Until that very dark jolt, life had been satisfyingly predictable for Grace; safe and unremarkable. Hers had been a contented childhood, spent playing in the hayfields with her twin brother Art and the kids from the other smallholdings around their Illinois River Valley home. She had fond memories of lazy summer days spent splashing her bare feet in the cooling streams and running her fingers through the crystal clear waters of the rivers which flowed around their farmland, catching sticklebacks and bullheads in jam jar aquariums, eating honeysuckle flowers and rubbing nettle stings with the large, flat dock leaves which nature had cleverly planned to always grow nearby.
The rivers which meandered and intertwined across the countryside, lazily in the summer and more violently after the winter rains and snow, were as much a part of Grace’s life as they were a part of the landscape. For as long as she could remember, she had felt curiously drawn to the water; entranced by the sight of it, soothed by the sound of it and intrigued by the dangers and mysteries hidden within it. Grace knew that just below the gentle, inviting surface there were dangerous eddies and deceptive currents, which even a strong swimmer like her would not be able to kick against. She respected the water for this, never underestimating its power and admiring its beauty with a cautious eye.
Her father had once told her that water has a memory; that every rock, every stone, every grain of muddy sediment leaves something of a fingerprint in the water which flows over it.
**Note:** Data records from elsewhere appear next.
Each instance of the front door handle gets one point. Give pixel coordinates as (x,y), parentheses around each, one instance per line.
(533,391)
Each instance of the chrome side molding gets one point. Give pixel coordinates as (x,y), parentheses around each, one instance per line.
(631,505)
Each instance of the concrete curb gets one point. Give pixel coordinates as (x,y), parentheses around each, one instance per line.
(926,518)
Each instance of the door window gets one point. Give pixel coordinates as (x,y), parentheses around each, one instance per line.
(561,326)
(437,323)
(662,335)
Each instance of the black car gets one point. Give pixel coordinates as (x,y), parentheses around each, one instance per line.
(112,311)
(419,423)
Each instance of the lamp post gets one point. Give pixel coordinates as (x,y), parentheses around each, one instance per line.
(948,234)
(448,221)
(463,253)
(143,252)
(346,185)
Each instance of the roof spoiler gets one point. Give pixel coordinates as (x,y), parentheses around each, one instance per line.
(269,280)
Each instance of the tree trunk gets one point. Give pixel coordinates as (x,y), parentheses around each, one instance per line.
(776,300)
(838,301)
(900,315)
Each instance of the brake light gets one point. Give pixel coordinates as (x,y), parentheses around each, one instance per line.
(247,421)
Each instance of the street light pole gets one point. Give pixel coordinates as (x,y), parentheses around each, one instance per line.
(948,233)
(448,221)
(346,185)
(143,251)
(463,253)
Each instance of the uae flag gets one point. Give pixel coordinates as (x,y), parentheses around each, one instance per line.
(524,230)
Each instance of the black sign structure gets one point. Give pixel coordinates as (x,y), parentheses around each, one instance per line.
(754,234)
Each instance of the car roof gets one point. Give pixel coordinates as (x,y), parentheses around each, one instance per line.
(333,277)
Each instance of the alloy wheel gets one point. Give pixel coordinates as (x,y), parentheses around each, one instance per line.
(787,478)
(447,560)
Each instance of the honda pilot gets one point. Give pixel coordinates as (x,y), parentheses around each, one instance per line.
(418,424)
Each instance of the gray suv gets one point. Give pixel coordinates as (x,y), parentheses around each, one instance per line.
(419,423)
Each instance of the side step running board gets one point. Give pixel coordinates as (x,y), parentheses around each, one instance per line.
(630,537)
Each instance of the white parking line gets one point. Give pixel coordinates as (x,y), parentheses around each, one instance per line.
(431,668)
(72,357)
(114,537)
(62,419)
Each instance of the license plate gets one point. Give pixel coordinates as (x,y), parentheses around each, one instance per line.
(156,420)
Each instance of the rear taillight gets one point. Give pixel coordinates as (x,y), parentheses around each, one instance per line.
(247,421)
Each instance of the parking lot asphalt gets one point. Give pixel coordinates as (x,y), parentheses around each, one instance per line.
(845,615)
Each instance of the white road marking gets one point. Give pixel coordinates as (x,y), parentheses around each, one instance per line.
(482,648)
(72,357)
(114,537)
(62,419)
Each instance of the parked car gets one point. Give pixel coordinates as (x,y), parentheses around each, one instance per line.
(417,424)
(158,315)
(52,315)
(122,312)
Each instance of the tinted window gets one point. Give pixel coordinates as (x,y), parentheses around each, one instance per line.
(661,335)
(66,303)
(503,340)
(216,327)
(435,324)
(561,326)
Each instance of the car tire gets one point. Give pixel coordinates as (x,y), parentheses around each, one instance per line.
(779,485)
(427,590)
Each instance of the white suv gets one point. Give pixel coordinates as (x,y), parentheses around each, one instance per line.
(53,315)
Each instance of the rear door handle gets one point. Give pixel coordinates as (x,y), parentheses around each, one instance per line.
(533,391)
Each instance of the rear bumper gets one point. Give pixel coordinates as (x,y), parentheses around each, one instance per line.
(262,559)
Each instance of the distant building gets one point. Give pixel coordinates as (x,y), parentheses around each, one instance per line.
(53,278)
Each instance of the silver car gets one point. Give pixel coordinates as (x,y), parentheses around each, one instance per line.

Grace liked this idea, imagining the water of the great lakes and oceans of the world to echo with the memories of the places, people and events which it had passed on its meandering journey.
Grace, Art and the other kids were a familiar sight in their neighbourhood; at one with the wildlife and nature around them, free to roam at will until the inky blue skies of dusk signalled that it was time for them to trudge home along the dusty pathways forged by the tractors and heavy machinery of harvest time.
From the carefree life of a farmer’s daughter, Grace had settled quickly into the routine of school, excelling academically and socially. During the summer of ’75 she’d blossomed, quite literally overnight, into a stunning teenager, her natural beauty and developing female form not going unnoticed by the hormonally-charged boys in her class. She’d had her first kiss that fall and lost her virginity the following spring. Sam Adamson was his name. They’d locked themselves into a barn one rainy afternoon and fumbled with zippers, buttons and bra straps on the dusty floor while a chicken pecked at husks of grain in the corner. It was all over in minutes. She couldn’t see what all the fuss was about.